As an example of the usefulness of the indicator process, I will refer to one of my favourite results in our new book, Modelling Mortality with Actuarial Applications (it is in Section 5.7).  If we model the number of deaths at age $$x$$, denoted by $$d_x$$, given $$E^c_x$$ person-years of exposure to risk, as a Poisson random variable with parameter $$E^c_x \, \mu(x+1/2)$$ (as actuaries often do) we get a likelihood of the form:

$\ell^*(\mu) = - \sum_x E^c_x \, \mu(x+1/2) + \sum_x d_x \, \log(\mu(x+1/2)) \qquad \mbox{(4)}$

where the sums are over all ages $$x$$.  If, however, we model each individual life by proposing that they are subject to the hazard rate $$Y(x) \, \mu(x)$$, we get a likelihood of the form:

$\ell(\mu) = - \sum_i \int_0^{t_i} \mu(x_i+t) \, dt + \sum_i d_i \, \log(\mu(x_i+t_i)) \qquad \mbox{(5)}$

where the sums are over all individual persons, labelled $$i$$, and the entry age $$x_i$$, the exit age $$x_i+t_i$$ and the number of deaths $$d_i$$ (equal to zero or one) are particular to the $$i$$th individual. (These appear as equations (5.25) and (5.26) in our book.)  The second approach is the basic idea of a survival model.  In fact we can show that these two likelihoods are, fundamentally, the same, and the key to the short and elegant proof in our book is the process $$Y(x)$$ defined above. The proof also shows that equation (5) is exact and (4) is an approximation to it.

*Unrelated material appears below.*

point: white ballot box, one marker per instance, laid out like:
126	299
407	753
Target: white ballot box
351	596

This is truly remarkable. The assumption underlying the survival model, and the likelihood in equation (5), is as bare-bones as can be: at age $$x$$ the hazard rate is $$Y(x) \, \mu(x)$$.  No collecting together of all lives of the same age, no random variable, no assumption of any distribution.  Yet we get, essentially, a Poisson likelihood.  What this tells us is that the bare-bones assumption underlying the survival model is deeply fundamental.

• As we saw in a previous blog, if the hazard rate is $$\mu(x)$$ we get a Poisson process (from which the Poisson random variables underlying the likelihood in equation (4) ultimately derive).
• If the hazard rate is $$Y(x) \, \mu(x)$$ we get a process that jumps at most once, but is subject to left-truncation and right-censoring; again, a plausible model of real survival data.

And so we end up with things that look Poisson — another recurring feature of these blogs and, like the modified Poisson process itself, a good place to stop.

References

Dickson, D.C.M., Hardy, M.R. and Waters, H.R. (2013). Actuarial Mathematics for Life Contingent Risks (second edition). Cambridge University Press.

Macdonald, A.S., Richards. S.J. and Currie, I.D. (2018). Modelling Mortality with Actuarial Applications. Cambridge University Press.